Por exemplo, no meio do oceano, onde não se vê nada a não ser água, olhamos para os lados e temos a impressão de que o oceano é redondo. Entretanto, o oceano não é redondo – suas qualidades são infinitas! Ele é como um palácio, ou um ornamento de jóias preciosas. Mas, para nós, o oceano parece ser apenas um enorme círculo de água.

Vemos todas as coisas dessa maneira. Dependendo do ponto de vista nós vemos as coisas de formas diferentes. A percepção correta depende do estudo e da prática de cada um. Para poder entender vários pontos de vista diferentes devemos estudar os inumeráveis aspectos e virtudes dos oceanos e montanhas, ao invés de apenas círculos. Deveríamos saber que isso é assim não só ao nosso redor, mas também dentro de nós – até em uma única gota d’água.

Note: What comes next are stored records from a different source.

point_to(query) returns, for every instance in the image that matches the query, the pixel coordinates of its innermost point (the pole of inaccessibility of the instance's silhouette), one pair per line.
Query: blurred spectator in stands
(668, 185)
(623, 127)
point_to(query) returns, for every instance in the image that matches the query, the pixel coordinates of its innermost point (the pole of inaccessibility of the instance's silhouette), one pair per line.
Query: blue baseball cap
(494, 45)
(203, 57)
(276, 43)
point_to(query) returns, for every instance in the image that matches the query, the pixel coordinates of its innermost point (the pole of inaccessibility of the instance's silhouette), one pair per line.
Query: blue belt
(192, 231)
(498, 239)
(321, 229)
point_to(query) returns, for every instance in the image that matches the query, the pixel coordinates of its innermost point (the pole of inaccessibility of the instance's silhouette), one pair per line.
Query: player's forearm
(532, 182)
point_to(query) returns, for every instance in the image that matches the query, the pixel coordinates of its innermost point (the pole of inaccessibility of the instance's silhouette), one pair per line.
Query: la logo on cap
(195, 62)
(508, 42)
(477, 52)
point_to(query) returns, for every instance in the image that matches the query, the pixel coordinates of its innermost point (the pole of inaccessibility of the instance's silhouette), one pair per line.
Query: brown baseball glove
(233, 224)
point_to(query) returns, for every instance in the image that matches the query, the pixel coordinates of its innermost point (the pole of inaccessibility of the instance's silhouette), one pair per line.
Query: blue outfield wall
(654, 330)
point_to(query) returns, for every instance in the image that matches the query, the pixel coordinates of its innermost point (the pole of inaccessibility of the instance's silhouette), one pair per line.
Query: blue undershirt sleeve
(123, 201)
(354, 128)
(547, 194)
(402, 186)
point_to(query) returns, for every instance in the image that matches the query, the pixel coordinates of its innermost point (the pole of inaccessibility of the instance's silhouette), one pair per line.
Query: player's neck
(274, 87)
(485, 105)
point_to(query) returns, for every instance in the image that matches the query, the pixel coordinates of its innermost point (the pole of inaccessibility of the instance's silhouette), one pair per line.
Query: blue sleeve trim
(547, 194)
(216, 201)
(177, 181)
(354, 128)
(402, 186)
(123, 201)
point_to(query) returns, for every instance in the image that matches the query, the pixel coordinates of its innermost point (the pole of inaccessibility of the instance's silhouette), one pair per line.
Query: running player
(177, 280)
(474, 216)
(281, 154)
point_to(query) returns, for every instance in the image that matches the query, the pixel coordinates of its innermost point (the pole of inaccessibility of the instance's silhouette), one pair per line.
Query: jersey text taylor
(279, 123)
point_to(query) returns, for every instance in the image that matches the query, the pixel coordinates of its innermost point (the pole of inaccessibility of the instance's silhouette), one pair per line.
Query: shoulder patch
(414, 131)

Os peixes no oceano não encontram um fim para a água; os pássaros voando não encontram limites para o céu. Todavia, nem os peixes nem os pássaros se separam de seus elementos. Quando a sua necessidade é grande, seu uso é grande; quando é pequena, o uso é pequeno. Eles verdadeiramente utilizam ao máximo cada aspecto – livremente, ilimitadamente. Entretanto, deveríamos saber que se os pássaros forem separados de seu próprio elemento eles morrerão. Deveríamos saber que a água é vida para os peixes e o céu é vida para os pássaros. No céu, os pássaros são vida; na água, os peixes são vida. Várias outras conclusões podem ser tiradas disso. Existe a prática e a iluminação [como a relação acima entre céu e pássaros, água e peixes]. No entanto, depois de clarificar a água e o céu podemos ver que se os pássaros e peixes tentarem entrar no céu e na água eles não encontram nem um lugar, nem um caminho. Se compreendemos esse ponto há a manifestação da iluminação na nossa vida diária. Se alcançarmos esse Caminho, todas as nossas ações serão a manifestação da iluminação. Este Caminho, este local, não é nem grande nem pequeno, nem eu nem outros, nem passado nem presente – ele apenas é como é.

Assim, se praticamos e realizamos o Caminho do Buda podemos ensinar e penetrar em cada dharma; podemos confrontar e ensinar qualquer prática. Há um local onde podemos penetrar o Caminho e conhecer a extensão das percepções. Isso ocorre, pois o nosso conhecimento coexiste simultaneamente com a efetivação última do Dharma Budista.

Depois dessa efetivação se tornar a base da nossa percepção, não pense que nossa percepção será necessariamente compreendida pelo intelecto. Apesar da iluminação ser realizada rapidamente, ela não é sempre totalmente manifestada [pois é profunda e inesgotável demais para o nosso intelecto limitado].

Certo dia, quando o Mestre Zen Hotetsu do monte Mayoku estava se abanando, um monge se aproximou e lhe perguntou: “A natureza do vento é imutável e penetra em toda parte então porque você está se abanando?” O mestre respondeu: “Apesar de você saber que a natureza do vento é imutável você não sabe o significado dela penetrar em toda parte”. O monge então perguntou: “Então, qual é o significado dela penetrar em todas as partes?” Hotetsu apenas continuou se abanando. O monge compreendeu e prostrou-se com profundo respeito diante do mestre.

A experiência, a realização, a vivência e a correta transmissão do Dharma são assim. Dizer que não é preciso se abanar porque a natureza do vento é permanente e penetra em toda parte é um erro, e mostra que a pessoa não conhece a natureza do vento e, nem o seu “penetrar em todas as partes”. Assim como a natureza do vento é imutável, o vento do Budismo torna a terra dourada e faz com que os rios corram com um doce leite fermentado.

Escrito no outono de 1233 e dado a um discípulo leigo chamado Yo-Ko-Shu de Kyushu.

(Capítulo 1 do Shobogengo. Baseado na versão inglesa de Kosen Nishiyama Roshi.)